Identify your user, are they — designers, developers, quality analysts and keep them in mind while designing the guidelines as this will make a huge difference. Designers would be familiar with an interaction but developers won’t be, developers would be familiar with a certain technical error but designers won’t be. So make sure the guidelines are well defined and thought through.

Establish Principles

Source : Google Material Design

Let users know a high-level picture of the component’s functions and behavior, this gives a quick picture to users that if the component fits in the scenario before going through the whole guidelines for that component.

Explain user how these guidelines will help to choose correct messaging component

Users may not always know which component will fit the scenario or might get confused between two components. To mitigate this problem, different ways of representation can be used to help the user make a decision. It can be an infographic, a table, a high-level visual representation of all the components at once, or a combination of all of them. If making this is difficult, start making use cases for users, and then it will be easier to decide a way to explain.

Lighting Design System, visuals explaining how to choose a type of message
Lighting Design System, with the combination of the above visual representation and this table, user can choose a messaging component for the required scenario

States, types of messages

Users should be aware of all the types of messages within a message component. Each component comes with several states like error state, success state, informative state (do note that these individual states can be defined further like dismissable error or form error, we can talk about this in another article). States should have an urgency or priority queue with defined behavior so that users can choose when and what state to use based on urgency.

Source : Adobe Spectrum Design System

Each state has a specific use case which can be shown as an example, don’t assume the user to interpret on their own. Being specific helps the user to make a decision efficiently with less cognitive load.

Source : Carbon Design System

Messaging Components

There are different messaging components for each use case, few examples are Modal/Dialog, Toast, Popover, Inline message, and so on. These components should be well explained and defined, you can also add use cases/usage, behaviors for more detailed information.

Source : Carbon Design System


Where and how to place a component representation with context. The same type of message component can have different placements and have different use and meaning.

For example

  • A toast message placed on the top center means an informational and conformational toast that requires the user’s attention.
Source : Atlassian — Jira
  • A toast aligned near a field means a contextual toast which requires action.
Source : Gmail, when user send a mail this toast appears at a low priority position e.i bottom left

So, be very specific on details for placement guidelines and also include what that placement means.

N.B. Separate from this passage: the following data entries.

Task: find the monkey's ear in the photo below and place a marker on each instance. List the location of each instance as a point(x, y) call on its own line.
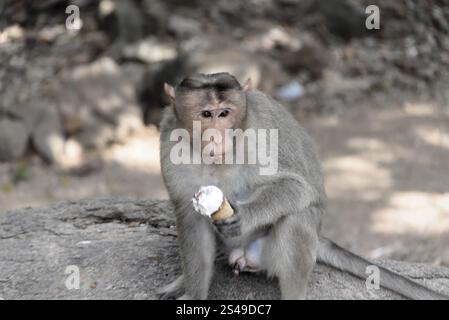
point(169, 91)
point(247, 85)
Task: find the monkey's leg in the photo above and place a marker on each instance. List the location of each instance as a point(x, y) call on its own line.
point(197, 246)
point(290, 253)
point(248, 259)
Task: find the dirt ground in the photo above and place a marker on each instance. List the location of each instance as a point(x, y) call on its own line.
point(386, 171)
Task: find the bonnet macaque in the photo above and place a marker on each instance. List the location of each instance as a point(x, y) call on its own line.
point(275, 227)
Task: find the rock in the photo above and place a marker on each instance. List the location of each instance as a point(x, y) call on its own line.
point(182, 26)
point(13, 139)
point(125, 249)
point(100, 104)
point(343, 18)
point(122, 20)
point(47, 135)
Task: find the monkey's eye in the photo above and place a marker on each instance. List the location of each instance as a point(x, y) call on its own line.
point(224, 113)
point(206, 114)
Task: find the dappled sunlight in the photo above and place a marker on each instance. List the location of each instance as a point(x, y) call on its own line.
point(433, 136)
point(355, 177)
point(141, 152)
point(413, 212)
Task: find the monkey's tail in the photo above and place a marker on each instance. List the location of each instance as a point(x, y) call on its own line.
point(331, 254)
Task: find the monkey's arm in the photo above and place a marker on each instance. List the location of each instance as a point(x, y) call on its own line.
point(290, 193)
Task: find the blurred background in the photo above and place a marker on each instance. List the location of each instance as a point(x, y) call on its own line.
point(79, 109)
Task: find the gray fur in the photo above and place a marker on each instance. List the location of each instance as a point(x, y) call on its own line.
point(285, 208)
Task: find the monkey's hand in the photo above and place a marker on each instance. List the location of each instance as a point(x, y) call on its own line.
point(229, 227)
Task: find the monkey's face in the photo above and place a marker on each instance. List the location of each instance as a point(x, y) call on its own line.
point(215, 111)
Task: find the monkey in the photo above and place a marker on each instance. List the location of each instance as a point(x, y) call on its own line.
point(277, 221)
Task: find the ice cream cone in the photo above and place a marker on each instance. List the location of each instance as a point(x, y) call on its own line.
point(225, 211)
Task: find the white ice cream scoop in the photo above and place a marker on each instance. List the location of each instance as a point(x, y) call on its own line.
point(210, 201)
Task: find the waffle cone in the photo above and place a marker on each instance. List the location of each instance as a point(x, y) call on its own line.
point(224, 212)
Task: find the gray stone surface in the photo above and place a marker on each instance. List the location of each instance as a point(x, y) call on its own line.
point(126, 248)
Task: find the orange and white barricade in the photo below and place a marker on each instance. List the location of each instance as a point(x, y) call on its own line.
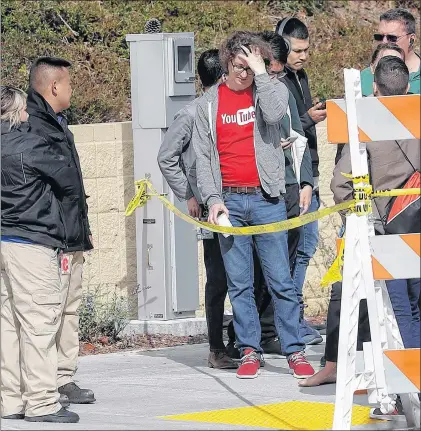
point(382, 368)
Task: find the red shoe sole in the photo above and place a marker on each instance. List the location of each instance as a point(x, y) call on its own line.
point(248, 376)
point(302, 376)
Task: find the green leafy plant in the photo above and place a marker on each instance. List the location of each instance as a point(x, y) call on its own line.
point(102, 316)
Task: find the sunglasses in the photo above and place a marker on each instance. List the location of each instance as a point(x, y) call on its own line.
point(389, 37)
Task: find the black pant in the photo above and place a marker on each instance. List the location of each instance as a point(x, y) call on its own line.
point(216, 290)
point(332, 326)
point(261, 293)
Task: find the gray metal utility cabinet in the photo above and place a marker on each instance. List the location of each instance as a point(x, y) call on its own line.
point(162, 82)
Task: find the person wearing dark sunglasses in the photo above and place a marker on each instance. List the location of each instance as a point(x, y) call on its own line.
point(396, 26)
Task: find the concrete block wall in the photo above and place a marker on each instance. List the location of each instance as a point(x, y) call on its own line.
point(106, 156)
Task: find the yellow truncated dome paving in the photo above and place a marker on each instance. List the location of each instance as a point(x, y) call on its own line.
point(294, 415)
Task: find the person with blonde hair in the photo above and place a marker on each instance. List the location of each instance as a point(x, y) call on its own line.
point(32, 235)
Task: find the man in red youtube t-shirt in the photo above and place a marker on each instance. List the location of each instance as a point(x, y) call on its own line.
point(241, 174)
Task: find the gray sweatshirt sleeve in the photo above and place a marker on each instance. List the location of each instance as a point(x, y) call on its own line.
point(202, 144)
point(169, 156)
point(273, 98)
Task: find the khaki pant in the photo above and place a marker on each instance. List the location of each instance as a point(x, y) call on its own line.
point(31, 308)
point(68, 335)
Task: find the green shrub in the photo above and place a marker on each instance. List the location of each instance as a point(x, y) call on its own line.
point(102, 316)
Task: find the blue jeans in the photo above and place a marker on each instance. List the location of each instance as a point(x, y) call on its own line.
point(309, 237)
point(272, 250)
point(404, 296)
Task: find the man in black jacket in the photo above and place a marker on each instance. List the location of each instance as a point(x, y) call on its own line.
point(49, 94)
point(296, 35)
point(33, 175)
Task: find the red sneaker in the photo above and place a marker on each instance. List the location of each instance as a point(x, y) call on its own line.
point(250, 365)
point(299, 365)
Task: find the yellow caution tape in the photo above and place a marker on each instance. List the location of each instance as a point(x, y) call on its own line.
point(334, 273)
point(145, 191)
point(142, 196)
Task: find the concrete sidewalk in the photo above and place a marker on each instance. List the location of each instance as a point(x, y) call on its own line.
point(135, 389)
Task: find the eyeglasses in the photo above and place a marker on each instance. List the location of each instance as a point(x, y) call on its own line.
point(240, 69)
point(278, 75)
point(389, 37)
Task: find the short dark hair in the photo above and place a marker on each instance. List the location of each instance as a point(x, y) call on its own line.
point(401, 15)
point(209, 67)
point(42, 65)
point(278, 45)
point(391, 76)
point(293, 28)
point(383, 46)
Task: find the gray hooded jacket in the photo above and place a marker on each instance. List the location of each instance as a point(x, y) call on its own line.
point(271, 101)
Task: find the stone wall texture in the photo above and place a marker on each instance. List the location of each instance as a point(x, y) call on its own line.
point(106, 156)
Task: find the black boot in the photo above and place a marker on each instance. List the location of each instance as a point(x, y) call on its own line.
point(77, 395)
point(62, 416)
point(221, 361)
point(232, 351)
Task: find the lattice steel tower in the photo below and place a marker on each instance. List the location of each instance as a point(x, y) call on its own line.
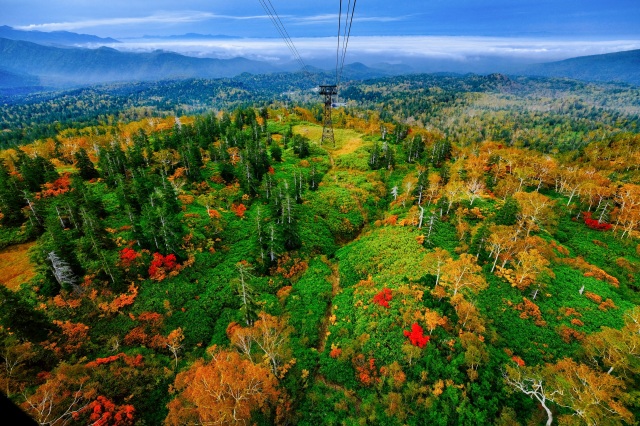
point(327, 130)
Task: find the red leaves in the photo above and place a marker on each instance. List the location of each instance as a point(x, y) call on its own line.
point(366, 371)
point(239, 210)
point(128, 256)
point(335, 353)
point(55, 188)
point(383, 298)
point(131, 361)
point(104, 412)
point(518, 360)
point(595, 224)
point(161, 265)
point(416, 336)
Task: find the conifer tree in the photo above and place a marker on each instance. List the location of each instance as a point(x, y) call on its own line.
point(85, 166)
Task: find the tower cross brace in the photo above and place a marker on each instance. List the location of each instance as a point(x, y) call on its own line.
point(327, 130)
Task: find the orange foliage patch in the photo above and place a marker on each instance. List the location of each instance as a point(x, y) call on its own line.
point(120, 301)
point(416, 336)
point(132, 361)
point(366, 371)
point(162, 265)
point(55, 188)
point(186, 199)
point(74, 336)
point(518, 360)
point(15, 266)
point(590, 270)
point(606, 305)
point(593, 297)
point(105, 413)
point(568, 334)
point(239, 210)
point(284, 292)
point(383, 298)
point(530, 310)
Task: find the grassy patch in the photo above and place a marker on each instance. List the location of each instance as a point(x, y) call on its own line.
point(15, 266)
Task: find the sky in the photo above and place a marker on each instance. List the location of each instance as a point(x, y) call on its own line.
point(387, 31)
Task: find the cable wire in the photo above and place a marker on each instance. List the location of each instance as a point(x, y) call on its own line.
point(345, 37)
point(277, 22)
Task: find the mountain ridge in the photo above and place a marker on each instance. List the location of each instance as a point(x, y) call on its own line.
point(618, 67)
point(64, 38)
point(72, 67)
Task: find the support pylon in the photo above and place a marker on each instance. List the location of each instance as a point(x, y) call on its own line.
point(327, 130)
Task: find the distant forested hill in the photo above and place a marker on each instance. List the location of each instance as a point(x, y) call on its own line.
point(53, 37)
point(619, 66)
point(527, 111)
point(67, 67)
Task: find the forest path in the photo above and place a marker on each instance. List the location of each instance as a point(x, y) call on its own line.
point(334, 278)
point(15, 265)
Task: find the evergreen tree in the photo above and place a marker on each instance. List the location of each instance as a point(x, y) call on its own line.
point(276, 153)
point(19, 315)
point(301, 146)
point(11, 200)
point(85, 166)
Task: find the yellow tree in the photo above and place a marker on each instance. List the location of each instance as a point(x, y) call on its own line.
point(529, 267)
point(269, 333)
point(63, 395)
point(502, 241)
point(592, 396)
point(617, 349)
point(536, 210)
point(223, 391)
point(628, 199)
point(460, 276)
point(435, 260)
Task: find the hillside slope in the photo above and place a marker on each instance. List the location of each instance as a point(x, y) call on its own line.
point(618, 67)
point(64, 67)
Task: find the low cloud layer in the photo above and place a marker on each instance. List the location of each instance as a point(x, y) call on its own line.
point(389, 49)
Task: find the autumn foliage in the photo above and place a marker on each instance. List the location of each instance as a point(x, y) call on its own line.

Components messaging must allow the users to understand what is going on. It should follow the writing styles and the defined messaging principles. Each type component requires a specific type of content. You can further write detailed content guidelines while defining states of messages and use cases.

Source : Lighting Design System, Inline messaging

Few Extra things

Apart from visual specifications and anatomy of component, you can include examples for

  • Usage of messaging component, Do’s and Don’ts (This helps users to cater to many scenarios without even going through the document)
  • Animation guidelines with usage detail

Thank you for reading! I hope this article was helpful.